Uh-huh, now that is a very interesting observation you have put forth there! I love linguistics.
Whether or not is has a good linguistic basis, this is how I'm going to remember it now. Nice catch.
The German word for "plejer" ("pflegen") also has/had this second meaning of doing something usually ("zu tun pflegen"). It is not used any more, but you will find it in old texts.
Actually 'plejer' also means 'caretaker' (I think that would be the closest translation). If you say: "Jeg plejer ham", you could translate it to "I take care of him"
So 'sygeplejer' literally means someone who takes care of the sick, but I understand why you find it funny :)
If I recall correctly, the article gets dropped when talking about someone's profession. So a similar phrase like "She is an artist" would be "Hun er kunstner"
So in the hover over, it says that sygeplejer is male. I know there's another word for a female nurse, which I can't remember off the top of my head right now, but can this word also be used for a female nurse?
Actually that 'sygeplejer' is male is kinda right, but mostly wrong.
In the olden days 'sygeplejer' refereed to a male, and 'sygeplejerske' to a female performing the same job. Danish used to do this with a lot of words, just like German still do, but for this one both words stuck.

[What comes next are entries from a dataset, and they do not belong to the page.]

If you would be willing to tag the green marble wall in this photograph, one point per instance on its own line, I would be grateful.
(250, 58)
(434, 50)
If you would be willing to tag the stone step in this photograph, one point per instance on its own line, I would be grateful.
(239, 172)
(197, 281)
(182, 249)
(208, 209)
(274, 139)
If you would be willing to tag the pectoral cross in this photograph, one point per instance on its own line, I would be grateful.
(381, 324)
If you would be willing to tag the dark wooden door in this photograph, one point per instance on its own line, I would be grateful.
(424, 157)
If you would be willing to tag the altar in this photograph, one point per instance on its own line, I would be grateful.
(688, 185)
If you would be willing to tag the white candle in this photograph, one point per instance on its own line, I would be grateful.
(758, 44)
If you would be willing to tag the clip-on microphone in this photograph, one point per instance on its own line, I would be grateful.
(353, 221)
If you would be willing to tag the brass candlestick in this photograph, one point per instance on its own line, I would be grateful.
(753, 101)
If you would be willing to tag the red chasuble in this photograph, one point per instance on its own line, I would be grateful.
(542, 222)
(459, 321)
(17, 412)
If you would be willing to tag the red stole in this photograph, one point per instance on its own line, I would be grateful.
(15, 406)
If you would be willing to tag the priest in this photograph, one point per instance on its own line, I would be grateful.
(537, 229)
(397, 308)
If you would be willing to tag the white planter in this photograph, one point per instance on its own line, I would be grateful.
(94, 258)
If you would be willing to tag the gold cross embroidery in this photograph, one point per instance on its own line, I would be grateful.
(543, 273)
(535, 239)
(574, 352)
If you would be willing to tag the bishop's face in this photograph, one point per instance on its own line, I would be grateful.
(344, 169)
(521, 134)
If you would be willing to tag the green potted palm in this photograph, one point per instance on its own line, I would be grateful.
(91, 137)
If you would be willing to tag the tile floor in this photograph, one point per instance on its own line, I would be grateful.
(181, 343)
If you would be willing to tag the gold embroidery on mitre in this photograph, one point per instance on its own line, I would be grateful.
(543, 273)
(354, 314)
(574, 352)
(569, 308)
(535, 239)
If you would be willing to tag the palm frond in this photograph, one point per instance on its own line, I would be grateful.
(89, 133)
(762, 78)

In modern Danish though they are actually two different jobs. 'sygeplejerske', the female form, is actually a job requiring a higher education then a 'sygeplejer', the male form.
In even more modern times, since 1991, the education for 'sygeplejer' no longer exist and has been replaced by 'social- og sundhedsuddannelserne'.
Therefore 'sygeplejerske' is definitely a correct translation and, I would argue, the only correct translation. Also if you look up 'nurse' in a English to Danish dictionary you find only 'sygeplejerske'. https://www.ordbogen.com/opslag.php?dict=a000&word=nurse
In other words, maybe the sygeplejer is now more like what we often call a nurse's aide in the US?
I believe that can be used for a male, though I'm not sure about this for a female.
Is "Han vil gerne være at sygeplejer" correct? Like he woul like TO be a nurse
No, the "to" is included in "være". The sentence "Han vil gerne være at sygeplejer" would be something like "He wants to be a to nurse".